L’article L. 811-2 du même code dispose par ailleurs que « La vérification de tout acte d’état civil étranger est effectuée dans les conditions définies à l’article 47 du code civil. »
L’article 47 du Code civil prévoit que « Tout acte de l’état civil des Français et des étrangers fait en pays étranger et rédigé dans les formes usitées dans ce pays fait foi, sauf si d’autres actes ou pièces détenus, des données extérieures ou des éléments tirés de l’acte lui-même établissent, le cas échéant après toutes vérifications utiles, que cet acte est irrégulier, falsifié ou que les faits qui y sont déclarés ne correspondent pas à la réalité.
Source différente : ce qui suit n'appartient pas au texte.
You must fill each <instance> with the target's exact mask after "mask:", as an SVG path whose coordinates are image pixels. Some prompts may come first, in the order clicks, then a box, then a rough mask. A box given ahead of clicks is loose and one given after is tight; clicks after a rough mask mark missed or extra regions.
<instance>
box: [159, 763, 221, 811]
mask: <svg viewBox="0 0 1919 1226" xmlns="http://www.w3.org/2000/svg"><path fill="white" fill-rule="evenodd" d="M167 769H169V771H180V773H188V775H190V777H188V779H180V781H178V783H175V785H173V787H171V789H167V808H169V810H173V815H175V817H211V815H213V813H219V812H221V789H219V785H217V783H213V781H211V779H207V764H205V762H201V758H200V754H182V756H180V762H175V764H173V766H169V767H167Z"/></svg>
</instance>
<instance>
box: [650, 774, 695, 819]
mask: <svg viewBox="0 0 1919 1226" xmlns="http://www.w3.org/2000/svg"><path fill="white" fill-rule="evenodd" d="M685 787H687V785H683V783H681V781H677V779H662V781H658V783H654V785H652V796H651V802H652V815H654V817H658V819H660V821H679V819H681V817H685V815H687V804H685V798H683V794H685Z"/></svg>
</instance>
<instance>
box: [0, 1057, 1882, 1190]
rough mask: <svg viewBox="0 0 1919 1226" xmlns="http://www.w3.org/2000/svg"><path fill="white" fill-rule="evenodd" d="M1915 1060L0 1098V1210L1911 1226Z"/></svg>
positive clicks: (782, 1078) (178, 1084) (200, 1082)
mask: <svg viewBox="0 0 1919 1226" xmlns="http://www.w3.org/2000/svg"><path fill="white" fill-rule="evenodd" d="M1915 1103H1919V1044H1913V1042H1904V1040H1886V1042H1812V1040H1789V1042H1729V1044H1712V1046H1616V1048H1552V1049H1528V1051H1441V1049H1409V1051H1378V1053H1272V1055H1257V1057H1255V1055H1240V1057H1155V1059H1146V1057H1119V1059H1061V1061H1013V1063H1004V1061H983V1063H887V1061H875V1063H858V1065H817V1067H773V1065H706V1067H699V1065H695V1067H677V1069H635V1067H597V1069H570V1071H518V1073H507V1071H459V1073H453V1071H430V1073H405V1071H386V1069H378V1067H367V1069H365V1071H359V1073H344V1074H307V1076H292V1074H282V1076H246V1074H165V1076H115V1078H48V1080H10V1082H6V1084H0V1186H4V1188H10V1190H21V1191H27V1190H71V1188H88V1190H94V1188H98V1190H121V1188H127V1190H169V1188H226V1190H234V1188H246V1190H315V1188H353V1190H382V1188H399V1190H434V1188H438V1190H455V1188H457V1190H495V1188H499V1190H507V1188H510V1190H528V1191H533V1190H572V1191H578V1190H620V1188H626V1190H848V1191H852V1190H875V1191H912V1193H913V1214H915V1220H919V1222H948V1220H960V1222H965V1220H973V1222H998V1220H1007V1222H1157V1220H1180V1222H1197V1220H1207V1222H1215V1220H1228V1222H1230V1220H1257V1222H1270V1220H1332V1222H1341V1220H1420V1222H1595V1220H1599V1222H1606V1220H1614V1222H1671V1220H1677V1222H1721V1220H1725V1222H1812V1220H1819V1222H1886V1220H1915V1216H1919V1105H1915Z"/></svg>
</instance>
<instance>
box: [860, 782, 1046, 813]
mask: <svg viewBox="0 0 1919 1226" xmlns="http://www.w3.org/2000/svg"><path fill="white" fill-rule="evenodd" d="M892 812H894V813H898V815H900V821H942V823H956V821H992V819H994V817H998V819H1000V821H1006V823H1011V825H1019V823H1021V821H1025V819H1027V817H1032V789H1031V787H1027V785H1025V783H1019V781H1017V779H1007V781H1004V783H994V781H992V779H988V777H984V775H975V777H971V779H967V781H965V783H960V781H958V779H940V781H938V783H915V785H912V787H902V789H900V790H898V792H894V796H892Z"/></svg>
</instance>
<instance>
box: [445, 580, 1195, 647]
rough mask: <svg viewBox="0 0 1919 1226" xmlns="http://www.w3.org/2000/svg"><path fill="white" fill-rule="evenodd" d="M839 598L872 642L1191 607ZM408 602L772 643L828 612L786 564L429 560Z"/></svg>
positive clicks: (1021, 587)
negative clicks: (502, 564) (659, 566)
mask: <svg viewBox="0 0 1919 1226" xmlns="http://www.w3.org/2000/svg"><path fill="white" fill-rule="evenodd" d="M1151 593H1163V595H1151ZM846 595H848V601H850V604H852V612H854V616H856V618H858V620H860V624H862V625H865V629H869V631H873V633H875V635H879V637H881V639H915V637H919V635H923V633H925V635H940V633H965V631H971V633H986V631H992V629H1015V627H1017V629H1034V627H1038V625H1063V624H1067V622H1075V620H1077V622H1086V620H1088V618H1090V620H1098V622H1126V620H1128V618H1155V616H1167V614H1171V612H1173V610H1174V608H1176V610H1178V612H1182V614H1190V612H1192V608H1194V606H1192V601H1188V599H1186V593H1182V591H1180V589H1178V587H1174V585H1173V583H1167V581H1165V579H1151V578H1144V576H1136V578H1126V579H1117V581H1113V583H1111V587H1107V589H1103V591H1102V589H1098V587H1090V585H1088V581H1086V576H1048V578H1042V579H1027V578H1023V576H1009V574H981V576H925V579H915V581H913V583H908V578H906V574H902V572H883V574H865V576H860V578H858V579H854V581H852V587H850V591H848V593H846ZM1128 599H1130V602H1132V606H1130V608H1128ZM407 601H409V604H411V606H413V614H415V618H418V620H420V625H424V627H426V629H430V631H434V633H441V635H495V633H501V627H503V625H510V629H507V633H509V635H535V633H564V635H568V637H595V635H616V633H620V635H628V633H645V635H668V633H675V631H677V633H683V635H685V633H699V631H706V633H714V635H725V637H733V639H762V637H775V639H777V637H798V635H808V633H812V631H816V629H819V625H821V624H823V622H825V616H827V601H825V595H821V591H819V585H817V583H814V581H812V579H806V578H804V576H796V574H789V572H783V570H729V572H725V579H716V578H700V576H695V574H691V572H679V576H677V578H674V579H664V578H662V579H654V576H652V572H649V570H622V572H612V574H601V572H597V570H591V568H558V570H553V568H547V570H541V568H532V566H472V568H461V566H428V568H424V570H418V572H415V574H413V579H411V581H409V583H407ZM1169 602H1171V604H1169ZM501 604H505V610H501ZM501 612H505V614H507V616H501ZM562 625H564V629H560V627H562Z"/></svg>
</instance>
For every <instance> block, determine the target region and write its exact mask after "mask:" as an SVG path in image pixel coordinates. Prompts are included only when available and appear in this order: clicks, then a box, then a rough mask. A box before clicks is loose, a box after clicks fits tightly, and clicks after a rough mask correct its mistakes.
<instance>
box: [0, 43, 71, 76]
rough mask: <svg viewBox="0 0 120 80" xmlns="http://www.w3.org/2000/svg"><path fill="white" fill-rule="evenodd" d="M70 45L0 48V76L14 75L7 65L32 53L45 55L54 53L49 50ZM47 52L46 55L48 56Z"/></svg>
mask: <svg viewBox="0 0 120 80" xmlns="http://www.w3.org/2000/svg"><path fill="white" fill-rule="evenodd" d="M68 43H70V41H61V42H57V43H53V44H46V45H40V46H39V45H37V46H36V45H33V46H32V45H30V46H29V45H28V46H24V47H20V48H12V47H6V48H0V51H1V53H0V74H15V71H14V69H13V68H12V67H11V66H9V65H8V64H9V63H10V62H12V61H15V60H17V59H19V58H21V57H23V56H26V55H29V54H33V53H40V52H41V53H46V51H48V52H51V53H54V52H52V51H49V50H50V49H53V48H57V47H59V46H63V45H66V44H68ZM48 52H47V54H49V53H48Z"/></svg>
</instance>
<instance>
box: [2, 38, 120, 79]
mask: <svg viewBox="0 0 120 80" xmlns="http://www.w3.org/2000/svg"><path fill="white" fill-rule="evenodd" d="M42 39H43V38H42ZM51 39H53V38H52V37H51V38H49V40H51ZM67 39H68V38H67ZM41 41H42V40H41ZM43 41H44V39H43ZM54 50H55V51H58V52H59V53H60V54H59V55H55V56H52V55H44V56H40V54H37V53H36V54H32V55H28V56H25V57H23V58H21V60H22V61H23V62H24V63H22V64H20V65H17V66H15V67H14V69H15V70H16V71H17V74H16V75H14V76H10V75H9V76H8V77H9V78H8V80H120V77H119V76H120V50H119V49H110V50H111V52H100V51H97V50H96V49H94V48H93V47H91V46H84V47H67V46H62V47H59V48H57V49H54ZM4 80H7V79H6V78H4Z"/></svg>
Celle-ci est appréciée au regard de la loi française. »
L’article 388 alinéas 2 et 3 du Code civil dispose que " Les examens radiologiques osseux aux fins de détermination de l’âge, en l’absence de documents d’identité valables et lorsque l’âge allégué n’est pas vraisemblable, ne peuvent être réalisés que sur décision de l’autorité judiciaire et après recueil de l’accord de l’intéressé.
Les conclusions de ces examens, qui doivent préciser la marge d’erreur, ne peuvent à elles seules permettre de déterminer si l’intéressé est mineur. Le doute profite à l’intéressé. "
Il a été jugé, par ailleurs, que l’appréciation de la minorité est une notion de fait qui relève du pouvoir souverain des juges du fond (1ère Civ., 23 janvier 2008, pourvoi n° 06-13.344 ; 1ère Civ. 11 mai 2016, pourvoi n°15-18.731, notamment).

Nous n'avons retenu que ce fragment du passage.